The government's orders on Friday to close places of trade, manufacturing, and social activity to prevent coronavirus cases from spreading have seen the city descend into a virtual ghost town in only the first 24 hours of the lockdown. The city's buying and economic strength has dwindled at the same time. As financial experts from all walks of life struggled to figure out how much money had been lost, B. T. Manohar, a tax expert for the Federation of Karnataka Chambers of Commerce and Industry, cautioned that the state treasury would lose Rs 2,000 crore in GST and sales tax revenue alone if the shutdown lasted even a week.

Helping Hands & Precautionary Measures

  • On May 18, the Bengaluru International Airport Limited (BIAL) announced the opening of a 150-bed oxygenated Covid treatment centre on the grounds of the Kempegowda International Airport. The facility will include a pharmacy, pathology unit, nurses' station, showers, and a dining area, according to BIAL officials. While appropriate drinking water facilities and visitor areas will be established, an ambulance will be on standby 24 hours a day, seven days a week to respond to emergencies. The centre will also ensure that waste, including bio-waste, is properly disposed of.
  • The BBMP, Bengaluru's local civic body, named 198 nodal officers on Wednesday, one for each of the city's wards. The nodal officers have been directed by BBMP Chief Commissioner Gaurav Gupta to facilitate the establishment and operation of a Decentralised Triage and Emergency Response (DETER) system in each ward.

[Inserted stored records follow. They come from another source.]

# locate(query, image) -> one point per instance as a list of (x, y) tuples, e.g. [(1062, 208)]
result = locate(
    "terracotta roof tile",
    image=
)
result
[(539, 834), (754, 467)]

  • In a move that is expected to improve access to adequate Covid-19 care in Bengaluru, the civic body Bruhat Bengaluru Mahanagara Palike (BBMP) declared that triage centres would open across the city's 28 segments. Triaging determines whether patients need home isolation, stabilisation centres, or hospitalisation, as well as whether they require hospital beds with or without oxygen and ventilators.

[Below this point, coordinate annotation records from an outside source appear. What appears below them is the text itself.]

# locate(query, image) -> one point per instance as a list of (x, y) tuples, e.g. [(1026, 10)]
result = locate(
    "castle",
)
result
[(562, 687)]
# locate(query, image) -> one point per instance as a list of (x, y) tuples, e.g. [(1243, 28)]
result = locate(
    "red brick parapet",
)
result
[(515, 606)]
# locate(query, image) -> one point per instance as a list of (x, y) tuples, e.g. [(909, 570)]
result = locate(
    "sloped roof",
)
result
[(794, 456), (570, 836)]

  • Valliappa Foundation has spoken with the Government Health Department to determine where the caseload is the highest and where these OC will be deployed. They contributed to the construction of a 120-bed OC hospital in Bangalore.

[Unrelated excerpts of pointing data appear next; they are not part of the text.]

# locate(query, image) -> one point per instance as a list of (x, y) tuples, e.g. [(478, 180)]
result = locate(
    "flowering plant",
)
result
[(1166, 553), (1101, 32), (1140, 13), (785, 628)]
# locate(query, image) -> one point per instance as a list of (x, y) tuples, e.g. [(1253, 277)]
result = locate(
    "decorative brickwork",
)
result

  • On Thursday, the BMTC, in collaboration with NGOs, will launch the ‘Oxygen on Wheel' project at Victoria Hospital, providing relief to Covid patients waiting for oxygen near hospitals. The public transportation company collaborated with a number of NGOs, including Foundation India, to create a free oxygen bank/parlour. It converted a non-AC bus into an oxygen bank with two concentrators and four cylinders that can serve six people at once. The bus will be parked at Victoria Hospital from 10.30 a.m. to 6 p.m. on Thursday. It will be free for all who call 9731007191 on a first-come, first-served basis.